There are a lot of Descriptor related classes, we will take Csv as an example:

class Csv(FormatDescriptor):

  def __init__(self):

      self._j_csv = _jvm.org.apache.flink.table.descriptors.Csv()

      super(Csv, self).__init__(self._j_csv)

  def field_delimiter(self, delimiter):

      self._j_csv.fieldDelimiter(delimiter)

      return self

  def line_delimiter(self, delimiter):

      self._j_csv.lineDelimiter(delimiter)

      return self

  def quote_character(self, quoteCharacter):

      self._j_csv.quoteCharacter(quoteCharacter)

      return self

  def allow_comments(self):

      self._j_csv.allowComments()

      return self

  def ignore_parse_errors(self):

      self._j_csv.ignoreParseErrors()

      return self

  def array_element_delimiter(self, delimiter):

      self._j_csv.arrayElementDelimiter(delimiter)

      return self

  def escape_character(self, escape_character):

      self._j_csv.escapeCharacter(escape_character)

      return self

  def null_literal(self, null_literal):

      self._j_csv.nullLiteral(null_literal)

      return self

UDFs Interface

UserDefinedFunction

class UserDefinedFunction(object):

  """

  An interface for writing python user defined function

  """

  __metaclass__ = ABCMeta

  def open(self, *args):

      pass

  def close(self, *args):

      pass

  def is_deterministic(self):

      return True

ScalarFunction

class ScalarFunction(UserDefinedFunction):

  @abstractmethod

  def eval(self, *args):

      """Please define your implementation"""

TableFunction

class TableFunction(UserDefinedFunction):

  @abstractmethod

  def eval(self, *args):

      """Please define your implementation"""

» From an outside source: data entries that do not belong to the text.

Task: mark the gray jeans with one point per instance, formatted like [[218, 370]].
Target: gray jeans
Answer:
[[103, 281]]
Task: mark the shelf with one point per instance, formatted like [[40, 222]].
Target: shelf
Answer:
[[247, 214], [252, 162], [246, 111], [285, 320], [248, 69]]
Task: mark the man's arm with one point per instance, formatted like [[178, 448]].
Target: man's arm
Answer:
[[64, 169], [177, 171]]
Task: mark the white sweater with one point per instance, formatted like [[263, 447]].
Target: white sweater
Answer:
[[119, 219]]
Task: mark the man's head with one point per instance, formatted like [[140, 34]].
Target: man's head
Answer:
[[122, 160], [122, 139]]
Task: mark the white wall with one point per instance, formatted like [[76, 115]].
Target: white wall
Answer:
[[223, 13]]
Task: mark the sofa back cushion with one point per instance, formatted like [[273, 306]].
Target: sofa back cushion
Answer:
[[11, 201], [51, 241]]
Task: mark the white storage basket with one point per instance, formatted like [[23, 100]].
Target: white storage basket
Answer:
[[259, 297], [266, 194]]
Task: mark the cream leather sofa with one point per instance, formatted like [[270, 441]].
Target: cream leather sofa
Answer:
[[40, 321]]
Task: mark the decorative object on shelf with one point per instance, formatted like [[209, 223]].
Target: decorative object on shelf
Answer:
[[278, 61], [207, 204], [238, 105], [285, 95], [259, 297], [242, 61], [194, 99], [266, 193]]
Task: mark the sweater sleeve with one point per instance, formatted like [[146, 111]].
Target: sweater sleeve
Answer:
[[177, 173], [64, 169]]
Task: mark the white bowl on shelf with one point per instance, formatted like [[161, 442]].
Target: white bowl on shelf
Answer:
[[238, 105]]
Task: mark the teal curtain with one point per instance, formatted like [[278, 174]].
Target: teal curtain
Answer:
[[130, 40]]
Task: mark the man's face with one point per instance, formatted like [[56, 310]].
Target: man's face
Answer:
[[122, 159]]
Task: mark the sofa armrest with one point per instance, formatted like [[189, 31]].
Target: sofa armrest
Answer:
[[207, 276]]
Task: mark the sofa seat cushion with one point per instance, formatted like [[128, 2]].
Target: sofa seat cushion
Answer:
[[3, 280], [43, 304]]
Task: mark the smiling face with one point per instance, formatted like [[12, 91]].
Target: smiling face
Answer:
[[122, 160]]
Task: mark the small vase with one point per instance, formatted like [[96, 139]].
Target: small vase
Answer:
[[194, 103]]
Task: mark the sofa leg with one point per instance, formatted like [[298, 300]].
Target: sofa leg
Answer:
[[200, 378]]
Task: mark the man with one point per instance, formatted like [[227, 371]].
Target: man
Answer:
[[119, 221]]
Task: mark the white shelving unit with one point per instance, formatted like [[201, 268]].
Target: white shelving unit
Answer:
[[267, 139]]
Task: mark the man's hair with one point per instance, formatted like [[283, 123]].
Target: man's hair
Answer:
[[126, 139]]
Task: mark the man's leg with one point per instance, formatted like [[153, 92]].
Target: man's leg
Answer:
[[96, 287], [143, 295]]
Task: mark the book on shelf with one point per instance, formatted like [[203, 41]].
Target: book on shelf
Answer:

  def collect(self, element):

      pass

AggregationFunction

class AggregateFunction(UserDefinedFunction):

  """

  optional methods:

  def accumulate(self, accumulator, *args):

      pass

  def retract(self, accumulator, *args):

      pass

  def merge(self, accumulator, other_accumulators):

      pass

  """

  @abstractmethod

  def create_accumulator(self):

      """Please define your implementation"""

  @abstractmethod

  def get_value(self, accumulator):

      """Please define your implementation"""

Decorators

  • udf: used for ScalarFunction
  • udtf: used for TableFunction
  • udaf: used for AggregateFunction

...

NOTE: The decorators may change according to FLIP-37

DataView

class DataView(object):

  """

  An interface for defining DataView

  """

  __metaclass__ = ABCMeta

  @abstractmethod

  def clear(self):

      pass

MapView

class MapView(DataView):

  def __init__(self, key_type, value_type):

      self.key_type = key_type

      self.value_type = value_type

  def get(self, key):

      return _NoValue

  def put(self, key, value):

      pass

  def put_all(self, map):

      pass

  def remove(self, key):

      pass

  def contains(self, key):

      return _NoValue

  def entries(self):

      return _NoValue

  def keys(self):

      return _NoValue

  def values(self):

      return _NoValue

  def iterator(self):

      return _NoValue

ListView

class ListView(DataView):

  def __init__(self, element_type):

      self.element_type = element_type

  def get(self):

      return _NoValue

  def add(self, value):

      pass

  def add_all(self, values):

      pass

Expression

Expression API will be not supported in the initial version as there is an ongoing work of introducing Table API Java Expression DSL. Python Expression API will leverage that and supported once that work is done.

DIST

Create a python directory in the published opt directory. The contents of python are as follows:

...

    The detail can be found in the Job Submission section.

Docs

  • Add the description of `flink run -py xx.py` in CLI
  • Add rest service API for submit job
  • Add a Python REPL submenu under the Deployment & Operations directory to add documentation for the python shell.
  • Add Python Table API doc in current TableAPI doc
  • Add Common concepts doc for Python Table API, in Basic concepts doc
  • Add pythondocs at the same level as javadocs and scaladocs
  • Add Python UDFs documents
  • etc.

Examples

User-Defined Scalar Function

  • Scalar Function definition

...

my_udf = TrimFunction()

t_env.register_function('trim', my_udf)

source = ...

result = source.select("trim(a) as a")

User-Defined Table Function

  • Table Function definition

...

my_udtf = SplitTableFunction()

t_env.register_function('split', my_udtf)

source = ...

source.join_lateral('split(a) as (word)').select("word").group_by("word").select("word, word.count  as word_count")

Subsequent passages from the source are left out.